Most of the book, however, is not concerned with the uncle's machinations, which are described rather sketchily, but with the nephew's & some others' love affairs, a subject on which I am ignorant & anesthetic.  There are also a couple of adventures:  The nephew attempts to rescue his uncle from bankruptcy by stealing some valuable ore from Africa, which, being radioactive, rots the boat & sinks it.  He also flies his uncle to France in an amusing hybrid of dirigible & airplane.

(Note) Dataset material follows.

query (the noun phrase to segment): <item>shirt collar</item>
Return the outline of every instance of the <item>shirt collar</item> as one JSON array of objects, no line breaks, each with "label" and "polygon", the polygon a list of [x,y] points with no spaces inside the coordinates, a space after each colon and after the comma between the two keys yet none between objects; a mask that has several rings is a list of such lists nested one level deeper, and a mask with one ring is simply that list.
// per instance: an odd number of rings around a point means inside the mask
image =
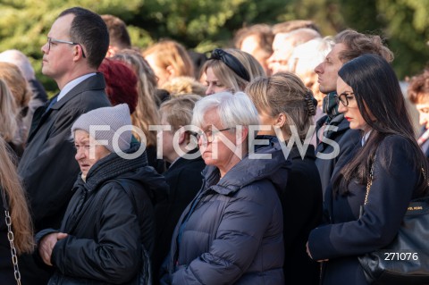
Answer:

The book did not hang together well for me, tho it must have for people more familiar with the milieu & with neurotypicals.  The best part, for me, remains the passage I read in 1970:

But in these plethoric times when there is too much coarse stuff for everybody and the struggle for life takes the form of competitive advertisement and the effort to fill your neighbour's eye, when there is no urgent demand either for personal courage, sound nerves or stark beauty, we find ourselves by accident. Always before these times the bulk of the people did not over-eat themselves, because they couldn't, whether they wanted to do so or not, and all but a very few were kept "fit" by unavoidable exercise and personal danger. Now, if only he pitch his standard low enough and keep free from pride, almost any one can achieve a sort of excess. You can go through contemporary life fudging and evading, indulging and slacking, never really hungry nor frightened nor passionately stirred, your highest moment a mere sentimental orgasm, and your first real contact with primary and elemental necessities, the sweat of your death-bed. So I think it was with my uncle; so, very nearly, it was with me.